Da gabs ne Studie dazu damals als die Idee aufkam. Die Meere werden langfristig so weniger aufgeheizt, da durch effizientere Kühlung, weniger Kühlaufwand somit weniger Gesammtwärme.

Auch würde selbst ein supermassives Rechenzentrum welches irgendwo vor einer Küste versenkt wird, die Wassertemperatur nur massgeblich auf den ersten 1-2 metern um das Rechenzentrum beeinflussen.

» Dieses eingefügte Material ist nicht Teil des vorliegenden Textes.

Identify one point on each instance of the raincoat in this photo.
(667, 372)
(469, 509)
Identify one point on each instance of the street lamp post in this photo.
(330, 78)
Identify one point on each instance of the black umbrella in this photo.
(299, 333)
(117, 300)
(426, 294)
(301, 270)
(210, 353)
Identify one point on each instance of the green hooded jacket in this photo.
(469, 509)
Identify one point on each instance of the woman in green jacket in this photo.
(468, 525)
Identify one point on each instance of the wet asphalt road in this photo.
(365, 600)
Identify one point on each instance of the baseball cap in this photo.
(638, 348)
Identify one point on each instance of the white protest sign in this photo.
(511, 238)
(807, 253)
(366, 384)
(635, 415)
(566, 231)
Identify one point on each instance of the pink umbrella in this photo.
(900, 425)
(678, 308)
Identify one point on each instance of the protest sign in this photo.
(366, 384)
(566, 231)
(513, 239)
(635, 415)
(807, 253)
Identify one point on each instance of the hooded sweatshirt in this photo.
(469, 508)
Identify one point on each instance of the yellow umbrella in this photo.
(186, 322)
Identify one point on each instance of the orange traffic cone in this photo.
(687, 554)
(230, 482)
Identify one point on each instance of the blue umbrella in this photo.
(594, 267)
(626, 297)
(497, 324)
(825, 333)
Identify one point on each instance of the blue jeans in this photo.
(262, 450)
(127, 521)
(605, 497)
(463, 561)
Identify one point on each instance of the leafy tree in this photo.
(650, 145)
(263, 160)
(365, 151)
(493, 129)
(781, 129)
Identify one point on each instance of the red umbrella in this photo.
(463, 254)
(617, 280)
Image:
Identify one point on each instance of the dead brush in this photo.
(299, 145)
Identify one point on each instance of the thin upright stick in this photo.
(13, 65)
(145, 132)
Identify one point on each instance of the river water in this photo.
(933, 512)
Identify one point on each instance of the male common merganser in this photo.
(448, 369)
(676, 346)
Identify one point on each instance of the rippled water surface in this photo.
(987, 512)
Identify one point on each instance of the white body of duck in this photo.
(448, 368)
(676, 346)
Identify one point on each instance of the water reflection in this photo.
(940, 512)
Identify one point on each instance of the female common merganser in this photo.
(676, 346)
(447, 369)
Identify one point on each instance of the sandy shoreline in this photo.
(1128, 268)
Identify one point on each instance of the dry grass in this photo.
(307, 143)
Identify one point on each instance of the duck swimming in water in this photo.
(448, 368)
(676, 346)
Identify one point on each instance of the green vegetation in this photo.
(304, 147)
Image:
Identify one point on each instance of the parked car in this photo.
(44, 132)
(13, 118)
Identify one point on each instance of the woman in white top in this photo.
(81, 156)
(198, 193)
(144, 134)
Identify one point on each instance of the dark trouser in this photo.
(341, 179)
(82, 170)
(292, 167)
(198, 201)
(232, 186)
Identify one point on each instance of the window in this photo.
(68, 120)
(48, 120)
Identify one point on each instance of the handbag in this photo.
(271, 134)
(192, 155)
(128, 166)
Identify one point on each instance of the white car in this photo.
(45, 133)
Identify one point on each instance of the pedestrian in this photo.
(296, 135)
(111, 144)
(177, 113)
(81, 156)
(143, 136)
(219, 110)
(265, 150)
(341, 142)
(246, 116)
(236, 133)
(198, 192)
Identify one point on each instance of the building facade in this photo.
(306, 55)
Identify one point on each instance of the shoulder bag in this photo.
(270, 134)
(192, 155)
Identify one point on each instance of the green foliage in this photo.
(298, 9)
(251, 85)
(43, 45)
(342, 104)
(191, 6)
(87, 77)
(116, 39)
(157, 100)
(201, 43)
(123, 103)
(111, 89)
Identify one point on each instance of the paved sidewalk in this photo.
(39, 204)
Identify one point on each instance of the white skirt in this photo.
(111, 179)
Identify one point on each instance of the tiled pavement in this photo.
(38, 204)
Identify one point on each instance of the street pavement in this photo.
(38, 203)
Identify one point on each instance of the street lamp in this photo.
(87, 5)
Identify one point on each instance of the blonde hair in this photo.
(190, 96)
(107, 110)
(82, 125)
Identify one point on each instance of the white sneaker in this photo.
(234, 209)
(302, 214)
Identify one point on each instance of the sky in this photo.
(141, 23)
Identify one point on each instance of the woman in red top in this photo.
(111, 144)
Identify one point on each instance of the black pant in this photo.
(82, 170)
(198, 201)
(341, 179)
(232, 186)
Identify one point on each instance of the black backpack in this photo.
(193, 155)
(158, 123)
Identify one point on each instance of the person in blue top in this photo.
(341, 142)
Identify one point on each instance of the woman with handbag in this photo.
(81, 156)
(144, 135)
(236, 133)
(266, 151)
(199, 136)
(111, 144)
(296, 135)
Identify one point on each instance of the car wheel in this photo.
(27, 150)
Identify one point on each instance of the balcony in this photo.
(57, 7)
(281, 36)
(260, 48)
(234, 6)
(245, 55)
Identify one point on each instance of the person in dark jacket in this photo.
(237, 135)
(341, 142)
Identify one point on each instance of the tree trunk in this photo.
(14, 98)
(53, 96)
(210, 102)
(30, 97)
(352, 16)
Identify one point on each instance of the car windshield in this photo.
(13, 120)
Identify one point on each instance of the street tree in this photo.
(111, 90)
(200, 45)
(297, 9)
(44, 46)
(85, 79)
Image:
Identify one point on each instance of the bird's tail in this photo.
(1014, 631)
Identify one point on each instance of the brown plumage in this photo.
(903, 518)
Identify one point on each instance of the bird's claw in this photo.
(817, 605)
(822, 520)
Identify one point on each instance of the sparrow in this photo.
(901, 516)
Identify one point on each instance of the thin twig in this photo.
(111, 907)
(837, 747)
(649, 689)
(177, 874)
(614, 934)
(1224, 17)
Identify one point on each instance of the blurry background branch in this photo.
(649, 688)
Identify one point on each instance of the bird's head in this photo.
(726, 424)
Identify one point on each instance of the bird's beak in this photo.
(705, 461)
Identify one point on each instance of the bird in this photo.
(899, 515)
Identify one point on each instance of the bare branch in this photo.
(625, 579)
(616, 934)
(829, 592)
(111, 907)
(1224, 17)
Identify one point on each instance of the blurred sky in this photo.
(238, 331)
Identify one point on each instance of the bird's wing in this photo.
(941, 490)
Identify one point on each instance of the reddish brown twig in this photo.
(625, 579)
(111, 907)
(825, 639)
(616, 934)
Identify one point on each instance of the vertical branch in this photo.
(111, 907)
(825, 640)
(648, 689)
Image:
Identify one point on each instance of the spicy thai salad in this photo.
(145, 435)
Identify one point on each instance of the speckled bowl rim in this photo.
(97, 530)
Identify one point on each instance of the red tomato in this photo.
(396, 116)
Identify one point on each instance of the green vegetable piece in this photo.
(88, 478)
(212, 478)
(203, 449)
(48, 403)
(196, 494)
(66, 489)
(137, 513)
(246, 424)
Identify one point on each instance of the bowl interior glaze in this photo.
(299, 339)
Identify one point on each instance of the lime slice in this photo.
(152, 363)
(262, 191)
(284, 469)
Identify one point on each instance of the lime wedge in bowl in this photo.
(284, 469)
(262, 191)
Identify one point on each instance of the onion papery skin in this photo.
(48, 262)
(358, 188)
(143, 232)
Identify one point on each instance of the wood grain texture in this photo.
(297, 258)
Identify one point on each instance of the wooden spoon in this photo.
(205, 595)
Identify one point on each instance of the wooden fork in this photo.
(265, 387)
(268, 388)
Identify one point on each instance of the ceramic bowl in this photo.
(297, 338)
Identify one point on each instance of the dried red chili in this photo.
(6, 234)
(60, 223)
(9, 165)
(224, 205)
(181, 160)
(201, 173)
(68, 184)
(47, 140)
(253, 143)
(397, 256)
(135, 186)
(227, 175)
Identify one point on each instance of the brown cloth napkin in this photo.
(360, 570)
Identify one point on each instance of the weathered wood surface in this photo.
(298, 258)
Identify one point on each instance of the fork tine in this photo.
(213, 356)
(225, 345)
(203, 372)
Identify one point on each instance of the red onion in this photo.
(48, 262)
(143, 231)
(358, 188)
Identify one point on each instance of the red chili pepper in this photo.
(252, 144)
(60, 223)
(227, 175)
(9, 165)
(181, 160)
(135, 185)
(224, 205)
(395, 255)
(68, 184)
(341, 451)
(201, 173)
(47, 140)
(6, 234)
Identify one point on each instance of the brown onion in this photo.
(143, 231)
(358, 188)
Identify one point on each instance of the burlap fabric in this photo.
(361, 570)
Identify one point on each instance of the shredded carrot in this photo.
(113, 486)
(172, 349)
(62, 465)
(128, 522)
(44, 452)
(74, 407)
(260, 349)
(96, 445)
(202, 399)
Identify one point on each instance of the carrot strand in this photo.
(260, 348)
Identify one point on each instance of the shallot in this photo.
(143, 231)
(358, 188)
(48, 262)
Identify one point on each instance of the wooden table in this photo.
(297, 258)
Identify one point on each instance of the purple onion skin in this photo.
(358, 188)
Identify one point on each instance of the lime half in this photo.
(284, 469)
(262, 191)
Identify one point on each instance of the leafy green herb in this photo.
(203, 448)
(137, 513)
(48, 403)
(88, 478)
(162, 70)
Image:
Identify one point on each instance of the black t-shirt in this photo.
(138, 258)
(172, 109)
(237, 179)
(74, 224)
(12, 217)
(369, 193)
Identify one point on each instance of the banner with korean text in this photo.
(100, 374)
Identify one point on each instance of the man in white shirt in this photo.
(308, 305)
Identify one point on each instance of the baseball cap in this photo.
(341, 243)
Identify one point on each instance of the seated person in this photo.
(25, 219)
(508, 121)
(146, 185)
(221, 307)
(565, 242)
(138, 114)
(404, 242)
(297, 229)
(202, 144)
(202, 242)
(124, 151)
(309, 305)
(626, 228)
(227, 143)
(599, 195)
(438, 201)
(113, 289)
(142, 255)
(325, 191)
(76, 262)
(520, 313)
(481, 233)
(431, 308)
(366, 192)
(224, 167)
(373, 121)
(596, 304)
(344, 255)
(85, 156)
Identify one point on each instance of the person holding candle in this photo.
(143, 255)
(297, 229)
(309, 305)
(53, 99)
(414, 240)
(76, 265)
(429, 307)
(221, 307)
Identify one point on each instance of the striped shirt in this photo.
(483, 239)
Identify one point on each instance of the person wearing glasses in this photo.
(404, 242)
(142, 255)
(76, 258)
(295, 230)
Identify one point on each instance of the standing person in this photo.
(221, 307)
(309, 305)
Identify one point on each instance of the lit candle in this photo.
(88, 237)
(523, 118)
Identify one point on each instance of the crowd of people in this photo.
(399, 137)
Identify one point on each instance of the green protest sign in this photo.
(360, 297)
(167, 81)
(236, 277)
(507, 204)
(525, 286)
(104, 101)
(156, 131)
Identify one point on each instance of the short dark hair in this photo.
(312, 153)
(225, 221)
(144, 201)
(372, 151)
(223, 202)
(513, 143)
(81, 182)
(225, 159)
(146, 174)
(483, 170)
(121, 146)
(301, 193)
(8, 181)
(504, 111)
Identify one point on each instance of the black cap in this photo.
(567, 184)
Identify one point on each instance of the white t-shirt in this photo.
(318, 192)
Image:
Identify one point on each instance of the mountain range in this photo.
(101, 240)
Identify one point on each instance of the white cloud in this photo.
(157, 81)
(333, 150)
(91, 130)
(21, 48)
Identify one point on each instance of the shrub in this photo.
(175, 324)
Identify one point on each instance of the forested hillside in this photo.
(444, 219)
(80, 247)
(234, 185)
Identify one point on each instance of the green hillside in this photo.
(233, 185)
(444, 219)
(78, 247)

Ich bin jetzt aber zu faul, die Studie zu suchen darum: Google ist dein Freund und Helfer :ugly:

Wie immer, kommt es auf die Menge an.
Ob nur die ersten 1-2 Meter bei einer Versuchsstation(!) merklich(!) beeinflusst werden ist im Prinzip irrelevant, weil du bringst damit auf jeden Fall eine zusätzliche, äußere (Strom vom Land) Menge Energie in das Meer ein.
Wenn du dann nur genug viele und große dieser Stationen versenkst, wirst man einen Temperaturanstieg bemerken und zwar vor allem erstmal lokal.
Könnte dann Pech für das Korallenriff sein, dass "zufällig" in in der Meeresströmung liegt, die die Wärme abtransportiert.
Global gesehen dürfte es egal sein, aber nicht lokal.
Ist quasi das Gegenteil zum CO² Problem.